This project uses GANs to generate synthetic image data and evaluates its impact on CNN image classification. By comparing a CNN trained on real data alone to one trained with both real and GAN-generated data, it assesses the effectiveness of GAN-based augmentation using metrics like accuracy, F1-score, and confusion matrices.
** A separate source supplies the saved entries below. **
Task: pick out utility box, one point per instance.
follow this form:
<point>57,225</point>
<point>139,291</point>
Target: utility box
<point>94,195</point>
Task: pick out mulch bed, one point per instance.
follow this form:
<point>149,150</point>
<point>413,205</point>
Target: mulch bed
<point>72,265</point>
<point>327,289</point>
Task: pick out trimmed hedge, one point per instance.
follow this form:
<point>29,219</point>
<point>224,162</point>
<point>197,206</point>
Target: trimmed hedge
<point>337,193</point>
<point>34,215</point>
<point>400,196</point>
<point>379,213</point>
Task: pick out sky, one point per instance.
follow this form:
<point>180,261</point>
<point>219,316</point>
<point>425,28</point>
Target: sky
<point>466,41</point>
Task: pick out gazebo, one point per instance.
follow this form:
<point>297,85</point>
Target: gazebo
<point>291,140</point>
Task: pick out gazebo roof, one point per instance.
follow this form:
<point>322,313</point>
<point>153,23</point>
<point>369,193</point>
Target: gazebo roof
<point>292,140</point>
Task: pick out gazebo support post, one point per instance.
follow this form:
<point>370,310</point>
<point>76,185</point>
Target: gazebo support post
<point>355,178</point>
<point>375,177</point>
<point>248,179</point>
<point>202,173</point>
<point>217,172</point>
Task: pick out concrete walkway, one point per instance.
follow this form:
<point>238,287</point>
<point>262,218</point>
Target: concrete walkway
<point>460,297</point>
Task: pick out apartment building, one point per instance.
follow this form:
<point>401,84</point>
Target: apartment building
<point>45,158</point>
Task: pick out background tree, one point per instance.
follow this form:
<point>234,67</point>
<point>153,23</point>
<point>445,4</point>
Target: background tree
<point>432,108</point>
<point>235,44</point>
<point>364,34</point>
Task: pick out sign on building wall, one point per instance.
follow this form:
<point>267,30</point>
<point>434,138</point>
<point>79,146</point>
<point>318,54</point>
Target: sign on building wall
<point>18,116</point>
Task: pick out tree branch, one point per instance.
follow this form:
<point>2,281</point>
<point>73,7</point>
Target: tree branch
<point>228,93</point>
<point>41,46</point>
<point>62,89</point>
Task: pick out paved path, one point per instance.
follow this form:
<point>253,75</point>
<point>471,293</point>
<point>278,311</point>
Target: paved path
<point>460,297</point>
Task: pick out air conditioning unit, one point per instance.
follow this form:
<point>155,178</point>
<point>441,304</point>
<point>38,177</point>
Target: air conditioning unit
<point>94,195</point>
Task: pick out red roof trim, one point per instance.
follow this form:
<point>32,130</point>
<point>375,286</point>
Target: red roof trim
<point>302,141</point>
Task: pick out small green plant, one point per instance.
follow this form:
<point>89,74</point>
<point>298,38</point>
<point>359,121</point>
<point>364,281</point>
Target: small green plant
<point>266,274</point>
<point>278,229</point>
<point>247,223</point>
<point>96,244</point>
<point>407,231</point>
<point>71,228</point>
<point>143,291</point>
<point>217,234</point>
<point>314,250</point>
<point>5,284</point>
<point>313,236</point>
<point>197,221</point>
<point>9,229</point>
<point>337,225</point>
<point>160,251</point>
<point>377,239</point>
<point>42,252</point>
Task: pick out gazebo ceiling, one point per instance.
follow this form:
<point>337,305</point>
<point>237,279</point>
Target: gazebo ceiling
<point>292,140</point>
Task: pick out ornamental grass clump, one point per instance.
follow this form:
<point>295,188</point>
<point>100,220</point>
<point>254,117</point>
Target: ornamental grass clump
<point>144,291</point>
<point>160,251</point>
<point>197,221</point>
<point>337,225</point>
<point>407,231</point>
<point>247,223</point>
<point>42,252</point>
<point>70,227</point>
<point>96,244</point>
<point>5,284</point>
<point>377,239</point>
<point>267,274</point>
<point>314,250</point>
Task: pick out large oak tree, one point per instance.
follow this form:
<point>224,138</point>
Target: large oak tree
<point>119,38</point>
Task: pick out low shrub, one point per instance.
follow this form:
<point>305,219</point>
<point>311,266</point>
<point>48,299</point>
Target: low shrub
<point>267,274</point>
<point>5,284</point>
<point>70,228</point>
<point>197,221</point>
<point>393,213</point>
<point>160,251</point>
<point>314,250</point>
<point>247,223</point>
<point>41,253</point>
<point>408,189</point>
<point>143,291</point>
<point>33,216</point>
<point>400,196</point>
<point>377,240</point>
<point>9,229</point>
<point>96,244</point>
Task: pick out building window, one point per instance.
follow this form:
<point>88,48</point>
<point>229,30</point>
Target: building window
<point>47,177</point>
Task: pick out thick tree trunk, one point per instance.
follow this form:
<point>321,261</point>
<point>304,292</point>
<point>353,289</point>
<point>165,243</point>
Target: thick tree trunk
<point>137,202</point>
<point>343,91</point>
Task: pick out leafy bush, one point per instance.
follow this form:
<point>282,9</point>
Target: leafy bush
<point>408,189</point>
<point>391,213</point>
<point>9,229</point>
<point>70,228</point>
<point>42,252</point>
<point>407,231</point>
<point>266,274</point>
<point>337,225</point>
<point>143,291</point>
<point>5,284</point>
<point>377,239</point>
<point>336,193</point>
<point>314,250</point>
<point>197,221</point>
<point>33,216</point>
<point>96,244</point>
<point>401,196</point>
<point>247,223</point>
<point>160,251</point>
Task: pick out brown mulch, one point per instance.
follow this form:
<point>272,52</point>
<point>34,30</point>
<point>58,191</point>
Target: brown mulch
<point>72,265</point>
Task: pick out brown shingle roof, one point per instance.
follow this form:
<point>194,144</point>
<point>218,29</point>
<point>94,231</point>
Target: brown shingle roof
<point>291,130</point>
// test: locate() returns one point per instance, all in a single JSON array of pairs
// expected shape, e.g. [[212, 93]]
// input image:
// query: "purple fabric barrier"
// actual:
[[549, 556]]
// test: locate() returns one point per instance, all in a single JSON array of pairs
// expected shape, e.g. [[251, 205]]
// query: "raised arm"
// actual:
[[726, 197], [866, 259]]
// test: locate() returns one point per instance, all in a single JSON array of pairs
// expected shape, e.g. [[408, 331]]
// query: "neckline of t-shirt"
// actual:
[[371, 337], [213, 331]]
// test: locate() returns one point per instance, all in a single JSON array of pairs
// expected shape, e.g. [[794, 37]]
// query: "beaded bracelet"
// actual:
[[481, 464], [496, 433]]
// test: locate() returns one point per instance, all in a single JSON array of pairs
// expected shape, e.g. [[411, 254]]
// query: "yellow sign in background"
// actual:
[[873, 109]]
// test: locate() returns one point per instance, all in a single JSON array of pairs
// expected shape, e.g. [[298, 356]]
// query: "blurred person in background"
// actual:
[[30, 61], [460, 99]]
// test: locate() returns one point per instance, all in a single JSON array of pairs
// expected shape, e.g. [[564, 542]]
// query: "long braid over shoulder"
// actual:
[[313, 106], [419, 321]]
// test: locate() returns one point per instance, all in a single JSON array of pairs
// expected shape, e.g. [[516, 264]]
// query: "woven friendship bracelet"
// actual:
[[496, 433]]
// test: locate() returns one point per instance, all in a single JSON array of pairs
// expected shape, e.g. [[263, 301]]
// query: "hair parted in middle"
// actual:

Intialize and activate a Python Virtual Environment
python -m venv venv
source venv/bin/activate
Install Dependencies
pip install -r requirements.txt
The directory structure of your new project will look something like this (depending on the settings that you choose):
├── data <- data from 3rd party resources
│
├── models <- Trained model params
│
├── results <- Generated images/pdfs of training loss curve and confusion matrices
|
├── requirements.txt <- The requirements file for reproducing the analysis environment
│
└── src <- Source code for use in this project.
│
├── config.py <- Stores useful constant variables
│
├── main.py <- Entry point to run entire experiment
│
├── cnn <- Directory for the CNN classifier
| |
| ├── config.py <- Stores training hyperparams
| |
| ├── models.py <- Define the model architectures for the CNN
| |
| ├── train.py <- Train and evaluate the CNN
| |
| ├── dataset_dispatcher.py <- Mapping mechanism used to map a dataset to correct handler method
| |
| └── data_handler.py <- Data preprocessing methods
|
└──gan <- Directory for the GAN
|
├── datasets.py <- Scripts for handling dataset preprocessing logic
|
├── models.py <- Define the model architectures for the GAN
|
├── train.py <- Train the GAN
|
└── utils.py <- Collection of important helper functions
To run the entire experiment, run this command:
cd src
python main.py